I told her my dad did the best he could with what he had, but his demons were too strong. She gave her own half-hearted chuckle and said she knew I would say that. I was, even still, always defending him in some way, shape, or form. But it’s true. He was the guy that taught me how to fish, to shoot a gun, and to always remember to spack a sweatshirt and tennis shoes. Those are the stories I share with my kids when they ask about him. I don’t wish ill will towards him, I actually pray for him; his healing and happiness every day. But he’s also the man that took away every good thing I felt about myself.

My therapist asked me if I’d planned on never telling my children about what I went through growing up and I gave her a ‘wtf?’ Kind of look. I said no because it’s such a huge part of who I am and how I got to where I am. It’s why I struggle so much even still when it comes to my mental health. I still wake up with nightmares, screaming or crying. Sometimes my husband wakes up with random bruises sometimes because of my kicking and trying to fight the demon in my head. How can I hide that from my children forever? More importantly, why would I want to?

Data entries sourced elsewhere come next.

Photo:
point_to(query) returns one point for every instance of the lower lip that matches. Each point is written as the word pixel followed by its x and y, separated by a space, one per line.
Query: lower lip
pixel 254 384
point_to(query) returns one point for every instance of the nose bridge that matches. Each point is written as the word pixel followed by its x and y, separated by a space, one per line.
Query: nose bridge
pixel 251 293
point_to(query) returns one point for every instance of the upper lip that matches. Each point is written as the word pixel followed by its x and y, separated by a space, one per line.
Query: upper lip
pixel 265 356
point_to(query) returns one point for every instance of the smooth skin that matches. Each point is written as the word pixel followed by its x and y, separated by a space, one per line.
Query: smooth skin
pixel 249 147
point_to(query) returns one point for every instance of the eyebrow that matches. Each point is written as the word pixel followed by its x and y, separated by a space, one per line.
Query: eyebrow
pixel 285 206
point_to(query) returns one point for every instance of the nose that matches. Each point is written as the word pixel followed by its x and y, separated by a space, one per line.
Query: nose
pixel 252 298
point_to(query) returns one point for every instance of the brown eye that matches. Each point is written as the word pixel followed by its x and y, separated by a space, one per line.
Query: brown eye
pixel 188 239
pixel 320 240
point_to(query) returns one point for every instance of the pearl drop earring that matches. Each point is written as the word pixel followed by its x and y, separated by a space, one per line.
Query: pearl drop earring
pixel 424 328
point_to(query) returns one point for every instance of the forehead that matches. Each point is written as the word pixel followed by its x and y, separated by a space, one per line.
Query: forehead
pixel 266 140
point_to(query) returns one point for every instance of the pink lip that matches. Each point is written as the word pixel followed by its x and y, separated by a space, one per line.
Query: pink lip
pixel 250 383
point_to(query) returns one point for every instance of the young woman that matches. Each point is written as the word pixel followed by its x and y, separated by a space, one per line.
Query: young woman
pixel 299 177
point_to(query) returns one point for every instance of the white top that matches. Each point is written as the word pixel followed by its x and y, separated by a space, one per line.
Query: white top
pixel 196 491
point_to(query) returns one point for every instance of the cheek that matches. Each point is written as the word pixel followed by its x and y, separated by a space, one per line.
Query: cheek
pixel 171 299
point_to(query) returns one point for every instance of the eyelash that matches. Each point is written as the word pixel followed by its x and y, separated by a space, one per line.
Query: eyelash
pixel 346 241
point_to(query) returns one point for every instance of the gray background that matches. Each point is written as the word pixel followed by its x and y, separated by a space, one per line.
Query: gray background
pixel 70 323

She then asked how I thought my children would respond if they found out the extent of the abuse I endured growing up but had grown up with him present in their lives. I obviously can’t speak specifically for my kids and how they would feel, but I said that if I had learned my Grandfather had done to my mother what my dad did to me, I would be angry. At him, yes, but also with her.


That’s how it would feel. How could I trust my mother if she had let me think he was this amazing man when, in all actuality, he was dangerous? The relationship and trust I have with my children is not something I am or will ever be willing to sacrifice in order to make him feel good about himself. It’s not fair to them, and it’s not fair to me.

Don’t get me wrong, I still battle with the guilt every day, but the guilt I have now is for the number of years I’ve missed out on with my younger siblings still living at home. They were too young to understand what was going on and sometimes I feel like they will hate me or not want anything to do with me when we are able to reconnect. So each day, I remind myself of what’s most important to me, take a minute to say a prayer, wish him well, and ask that someday they will understand why I had to cut ties.

If you cut ties and are battling with the guilt that comes along with it, then break it down as small as you can and figure out exactly where that guilt is coming from. You don’t have to sit in it or feel it forever, but understanding it will help with those days that trigger you and it becomes too overwhelming to handle.